You will get this information in the respective social providers’ sites.
Two-Factor Authentication (2FA):
Two-factor authentication (2FA) strengthens access security by requiring two methods (also referred to as factors) to verify a user’s identity.
It is a type of multi-factor authentication which provides an extra layer of security.
You might not have realized it before, but when you go to an ATM booth or cash machine to withdraw money, you are being authenticated by a two-factor authentication system.
You must have the correct combination of the bank card (something you possess) and the PIN (something you know) to be authenticated. If someone steals your ATM card, it is of not much use until they also know your PIN.
That means, in a two-factor authentication system, a user is granted access only after successfully presenting several separate pieces of evidence to an authentication mechanism.
After enabling two-factor authentication in your account, every time you need to login to your account, first you provide the login credentials, such as email or password (verify that you know the credentials).
Then, a one-time password (OTP) is sent to you through SMS (verify that you possess the device), and you have to enter it correctly to complete your login process.

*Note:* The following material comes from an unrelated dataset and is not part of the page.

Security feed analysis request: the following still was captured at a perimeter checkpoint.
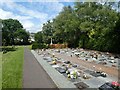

If your password has been compromised, your account is still safe, as the attacker cannot complete the second step without having the verification code.
Instead of OTP, another common method is to use the user’s biometric data, such as fingerprints or retina, as a second factor.
Two-factor authentication is based on the user providing two of the following three somethings:
- Something you know — the password or pin for an account.
- Something you have — a physical device, such as a mobile phone or a software application, that can generate one-time passwords.
- Something you are — a biologically unique feature to you, such as your fingerprints, voice, or retina.
Finding out the password or pin for an account is what most hackers are after.
Accessing a physical token generator or getting biological features is harder and the reason of why 2FA is effective in providing greater security for user accounts.
But, it will help you to strengthen the authentication security in your application.
Bonus Topic: Authentication vs Authorization
Some of us might mistakenly use the terms ‘authentication’ and ‘authorization’ interchangeably.
However, they are not the same thing:
- Authentication is the process of verifying who you are. When you log in to an application with a username and password, you are authenticating.
- Authorization is the process of verifying that you have access to something. That means the set of permissions you are allowed to. As an example, if you created a resource in an application you might be the only person allowed to remove it (as an owner), other users are not ‘authorized’ to remove this resource.
Congratulations, you’ve successfully completed reading this long, possibly tedious article.